Search the web and you can find countless number of promises on all the wonderful things that will come your way once you have decluttered your life and sworn allegiance to minimalism. But what if some of those promises were true?
When I was young I had two very conflicting views of what I wanted my adult life to look like. The picture went like this.
I wanted a small cozy cabin along the water. I would wake and walk my kayak out to the water where I will paddle away from civilization each morning. Returning I woul pick fresh berries for breakfast along the coastline and then…
This is where the dream became disjointed. That nice little cabin and the kayak on the water, while I wanted these things, I wanted them because they would help ground me when I left after breakfast for that corporate job I had to have to prove to the world I wasn’t lazy and worthless.
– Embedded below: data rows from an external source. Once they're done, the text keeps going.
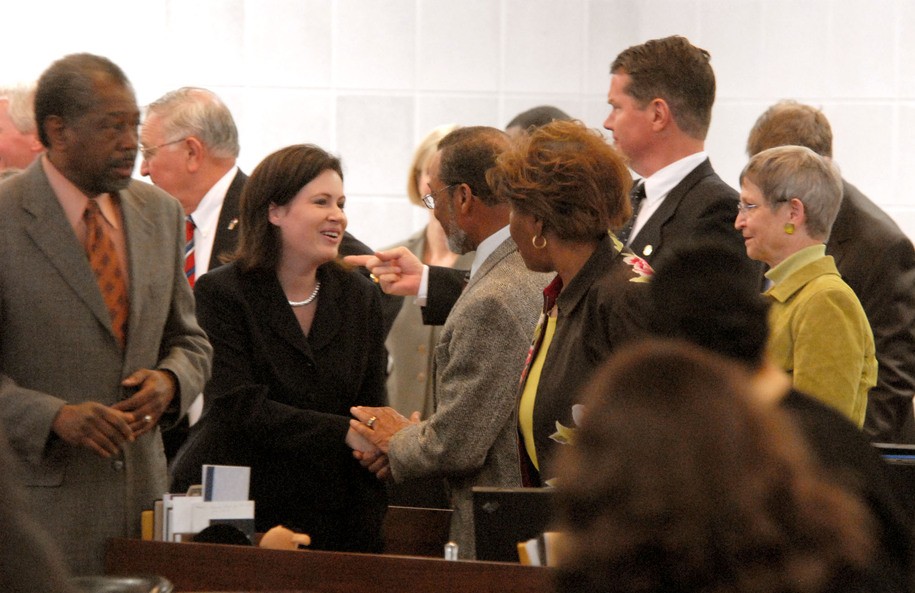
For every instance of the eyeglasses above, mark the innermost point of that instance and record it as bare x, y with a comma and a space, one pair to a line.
429, 199
744, 208
150, 151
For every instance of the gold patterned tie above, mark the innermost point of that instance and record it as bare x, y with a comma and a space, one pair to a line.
104, 262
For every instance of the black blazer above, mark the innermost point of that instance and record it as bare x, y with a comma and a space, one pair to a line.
700, 207
279, 401
877, 260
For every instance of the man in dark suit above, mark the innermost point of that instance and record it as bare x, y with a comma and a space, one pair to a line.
661, 96
189, 144
100, 342
875, 258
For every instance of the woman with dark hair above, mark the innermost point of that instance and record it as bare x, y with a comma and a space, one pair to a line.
680, 480
567, 186
297, 341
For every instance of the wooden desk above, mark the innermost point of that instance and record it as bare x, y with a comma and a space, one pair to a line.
211, 567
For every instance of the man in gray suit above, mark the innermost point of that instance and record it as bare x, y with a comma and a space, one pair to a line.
471, 439
85, 382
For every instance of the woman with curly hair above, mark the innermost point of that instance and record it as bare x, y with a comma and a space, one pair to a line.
681, 480
567, 186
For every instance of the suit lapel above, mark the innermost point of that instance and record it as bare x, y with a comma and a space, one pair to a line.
501, 252
842, 227
263, 291
52, 234
650, 233
139, 232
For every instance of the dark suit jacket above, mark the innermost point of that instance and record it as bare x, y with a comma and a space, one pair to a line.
289, 423
700, 207
599, 312
877, 260
226, 237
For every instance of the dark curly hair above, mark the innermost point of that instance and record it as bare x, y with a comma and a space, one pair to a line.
567, 176
679, 481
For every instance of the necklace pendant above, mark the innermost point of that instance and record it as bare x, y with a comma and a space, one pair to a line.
309, 300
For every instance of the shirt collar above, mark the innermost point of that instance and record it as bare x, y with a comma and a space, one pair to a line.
206, 215
657, 186
73, 200
486, 247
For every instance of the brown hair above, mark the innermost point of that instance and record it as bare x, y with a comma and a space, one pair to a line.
790, 122
276, 180
678, 481
674, 70
567, 176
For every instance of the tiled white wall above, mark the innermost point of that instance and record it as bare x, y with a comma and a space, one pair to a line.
368, 78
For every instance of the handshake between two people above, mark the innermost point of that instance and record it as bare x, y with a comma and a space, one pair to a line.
369, 436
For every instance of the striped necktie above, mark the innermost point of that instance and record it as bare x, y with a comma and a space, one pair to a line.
189, 266
103, 259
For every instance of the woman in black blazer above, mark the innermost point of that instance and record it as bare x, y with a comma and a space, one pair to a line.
297, 341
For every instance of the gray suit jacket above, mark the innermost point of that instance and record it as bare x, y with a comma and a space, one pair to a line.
411, 345
57, 347
471, 440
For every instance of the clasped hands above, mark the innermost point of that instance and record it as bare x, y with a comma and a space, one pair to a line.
106, 429
370, 435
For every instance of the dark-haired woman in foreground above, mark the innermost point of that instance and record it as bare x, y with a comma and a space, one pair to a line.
680, 480
567, 186
297, 341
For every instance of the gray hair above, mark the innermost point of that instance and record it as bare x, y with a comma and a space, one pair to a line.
191, 111
786, 172
21, 106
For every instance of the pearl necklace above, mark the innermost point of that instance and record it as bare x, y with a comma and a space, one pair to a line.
308, 301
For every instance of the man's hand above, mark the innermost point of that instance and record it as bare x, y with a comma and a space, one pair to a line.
378, 425
397, 270
376, 462
155, 391
94, 426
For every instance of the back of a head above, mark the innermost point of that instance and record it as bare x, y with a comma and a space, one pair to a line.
191, 111
702, 293
20, 106
791, 123
467, 154
67, 87
674, 70
679, 480
536, 117
567, 176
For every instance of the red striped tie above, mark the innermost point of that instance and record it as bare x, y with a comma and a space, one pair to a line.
103, 259
189, 227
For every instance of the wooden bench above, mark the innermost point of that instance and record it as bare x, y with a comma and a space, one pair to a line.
213, 567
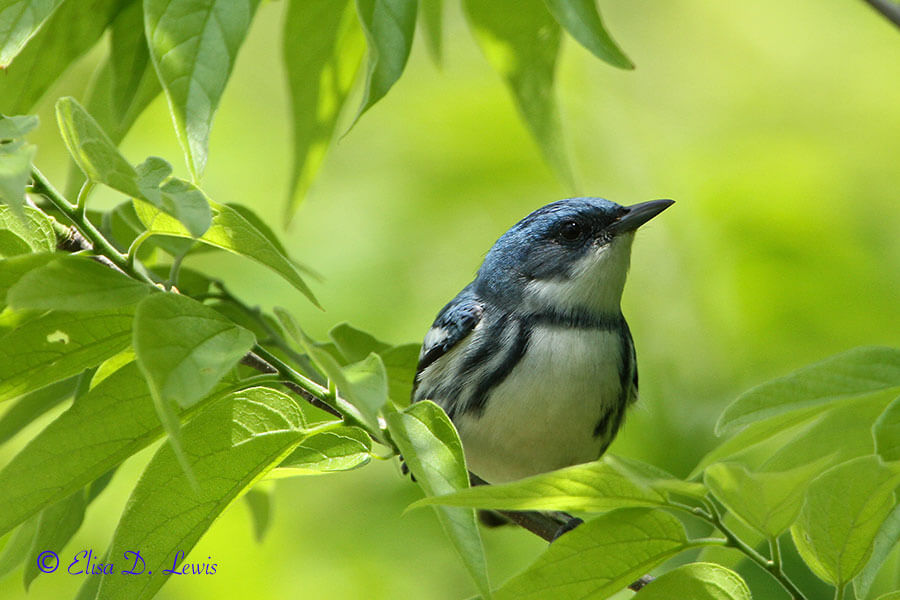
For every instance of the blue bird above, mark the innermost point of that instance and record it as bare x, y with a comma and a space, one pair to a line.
533, 361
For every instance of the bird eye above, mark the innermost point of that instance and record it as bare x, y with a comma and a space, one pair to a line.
570, 231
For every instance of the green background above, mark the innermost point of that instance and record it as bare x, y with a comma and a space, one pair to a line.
775, 126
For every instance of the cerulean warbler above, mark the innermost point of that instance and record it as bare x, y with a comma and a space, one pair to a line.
533, 361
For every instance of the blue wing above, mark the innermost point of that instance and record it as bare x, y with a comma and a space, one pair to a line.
453, 323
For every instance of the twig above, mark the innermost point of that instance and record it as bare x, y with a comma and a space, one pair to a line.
890, 10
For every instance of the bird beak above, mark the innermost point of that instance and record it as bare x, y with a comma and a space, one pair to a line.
638, 214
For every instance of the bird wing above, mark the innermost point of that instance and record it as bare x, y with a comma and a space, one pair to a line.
453, 323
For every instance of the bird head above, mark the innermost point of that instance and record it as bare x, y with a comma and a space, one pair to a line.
568, 256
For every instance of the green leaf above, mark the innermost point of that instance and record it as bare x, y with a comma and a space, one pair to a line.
30, 406
76, 283
886, 540
94, 153
858, 371
886, 432
19, 21
600, 557
595, 487
58, 345
194, 45
389, 26
697, 581
433, 452
323, 49
521, 41
111, 422
657, 479
431, 17
34, 233
71, 30
232, 232
56, 526
769, 502
229, 447
259, 501
341, 449
17, 547
355, 344
756, 434
582, 21
184, 348
844, 510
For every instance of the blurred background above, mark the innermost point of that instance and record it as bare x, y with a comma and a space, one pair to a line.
776, 128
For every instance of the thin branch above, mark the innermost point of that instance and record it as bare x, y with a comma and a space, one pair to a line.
889, 10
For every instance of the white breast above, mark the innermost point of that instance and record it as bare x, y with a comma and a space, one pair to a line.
542, 416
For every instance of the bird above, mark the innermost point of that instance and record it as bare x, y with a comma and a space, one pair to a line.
533, 360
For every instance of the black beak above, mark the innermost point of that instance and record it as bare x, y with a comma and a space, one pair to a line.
638, 214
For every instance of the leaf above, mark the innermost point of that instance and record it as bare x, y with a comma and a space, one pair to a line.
769, 502
521, 41
886, 540
259, 501
844, 510
56, 526
359, 408
58, 345
76, 283
582, 21
323, 49
94, 153
389, 26
34, 233
63, 38
232, 232
194, 45
600, 557
341, 449
355, 344
19, 21
104, 427
229, 446
697, 581
886, 432
184, 348
30, 406
594, 487
431, 16
17, 547
433, 452
858, 371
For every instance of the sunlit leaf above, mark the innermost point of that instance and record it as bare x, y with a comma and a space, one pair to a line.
193, 45
596, 487
389, 26
19, 20
229, 446
582, 21
323, 50
886, 432
697, 581
63, 38
184, 347
521, 41
600, 557
434, 454
844, 510
766, 501
232, 232
58, 345
858, 371
76, 283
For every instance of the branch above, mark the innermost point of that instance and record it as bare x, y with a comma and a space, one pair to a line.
889, 10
The dream had a few other conflicting threads.
Driving home from work I would remove the top of my Jeep and let the wind blow the stress of my job away from me. My evenings would be spent curled up in a hammock strung between two trees while I read a book from my library.
The Jeep was easy to understand. Jeep, American-made, was the symbol of wild, unrestrained freedom so it fit with the dream illusion of escaping the rat race after work hours. Now the library. I have always been a reader and loved to have my books around me. At one point I saw a television show or movie that had this room filled with books from floor to ceiling, over the door and window frames. Books were my best friend at the time and I swore one day I would have a room filled with books, my own personal library.
I had this dream of Little House on the Prairie meets Wall Street broker. A small cabin with a hammock and kayak wouldn’t cost a lot of money if I didn’t deck it out with fancy furnishings but a Jeep and personal library would be a bigger investment.
Flash forward a couple of decades and life didn’t exactly turn out the way I’d planned it. I’d left the corporate world to take care of family. The savings didn’t last forever. The cabin on the lake didn’t happen and I never bought the Jeep, although I bought a few other cars I loved along the way.
I held on to one aspect of that dream, the library. I wanted to own every book that caught my eyes. Soon I was drowning in books. I never got around to building an actual library so books were in every room on shelves, tables, in the closet and even piled on the floor in corners.
Then one afternoon as I was dusting which included each and every book and the area around it I looked out the window of my home. It was a beautiful day and I wanted to be outside not stuck inside dusting. A light bulb went off and while I didn’t go outside that afternoon I did box up a lot of books.
When I was finished I had less that twenty books I wanted to keep. I called friends and family and offered free books and let each know the bookshelves were for sale.
But I didn’t stop there. I cleaned every inch of my home packing up and selling or donating every item I didn’t need.
I had no idea where this purge was leading me, I wasn’t even sure what I wanted any more.
That purge freed up the time I needed to clear my head and purposely think about what I wanted my life to look like. I realized I didn’t care what others thought of me and with that realization I let go of more. I let go of the conflicting parts of the dream.
- I didn’t need a corporate job to prove I was good enough and I never really wanted it in the first place.
- I didn’t need to own every interesting book written as a physical sign to others that I had enough to buy anything I wanted.
- I didn’t need to own a Jeep to feel free.
I’d always been free. I’d always been good enough and I didn’t need to prove that to anyone.
This realization led me to the Minimalist Farmhouse. I’m not close enough to a lake to carry a kayak, lake properties are quite pricey, but I know where small streams are within walking distance when I feel the need to be close to water. I didn’t break down and buy a Jeep, as a matter of fact I gave up car ownership.
What I do have is a quiet little farmhouse where I can sit out on the deck and enjoy the sunsets. In the summer months the berries are growing just a few steps from my back door and I’m planning where to hang that hammock.
I found my dream by quieting the distractions that were around me through minimalism. You can too.